Rita Skeeter: Aaagh—what have I done to deserve this?!

Hermione: You crossed Harry and me, and that is an unpardonable offense.

Rita Skeeter: Alright, I get the idea.

Harry: Great—when do we start?

Hermione: Right now. Right, Rita?

Rita Skeeter: I’m ready when you are.

Harry: Finally I have people who care about the way things REALLY happened! [Sobs tears of joy]

Date: 2015-01-06 07:29 pm (UTC)
From: [identity profile] dracasadiablo.livejournal.com
You’re far too empty-headed to contribute anything unless you have prior experience with it; therefore I trust your judgment and will try to procure some.
It would be funny if it wasn't so true. And if it wasn't so tragic.
Harry the hero spent so much time without a single original though in his head.
Seriously, if he didn't have Hermione to coach him or somebody else to flat out tell him what to do, he's have to get one of those brains from department of mysteries attached to his head.

Cho: Silence! If you keep talking that way you won’t get any screen time!
Cho's wrong here. If Pansy failed to needle the Trio, then she'd get no screen time. "Good Slytherin" (even if they exist) are never shown. If you are a Slytherin the only way to get any attention from Harry is to be antagonistic toward him.

Luna: The Daily Prophet might not publish it but my father’s magazine will!
You know, I always wondered about this. Did Luna's father ever believe that the Voldy is back or was it just that The Quibbler prints any kooky story that's offered to him?

The Quibbler

Date: 2015-01-06 11:15 pm (UTC)
From: [identity profile] jana-ch.livejournal.com
I get the impression, at this point, that the Quibbler publishes anything Xeno thinks is interesting and will attract attention. I wouldn't be surprised if he's publishing THE TRUTH ABOUT HARRY POTTER! for no other reason than because his darling daughter asked him to. In Book Seven his stories seem to have a political purpose, but I suspect the politics are, again, Luna's, not Xeno's.

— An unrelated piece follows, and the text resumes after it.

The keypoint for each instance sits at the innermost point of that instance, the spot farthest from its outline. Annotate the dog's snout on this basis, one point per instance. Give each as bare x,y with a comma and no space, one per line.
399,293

And Luna doesn't give any indication of supporting Harry for reasons we muggles would identify as political, but simply because Harry and his allies are nice to her. "It's like having friends." If the DE supporters in Slytherin had had any foresight, they would have befriended Luna early on, and had the Quibbler on their side without need for blackmail. But I suppose one couldn't expect them to realize that silly tabloid would ever be useful.

Re: The Quibbler

Date: 2015-01-08 10:18 am (UTC)
From: [identity profile] vermouth1991.livejournal.com
I'm now reminded of an important plot point from Men In Black: because aliens are A Very Real Thing, the tabloids who print all the UFO stories are actually telling the truth a lot of times.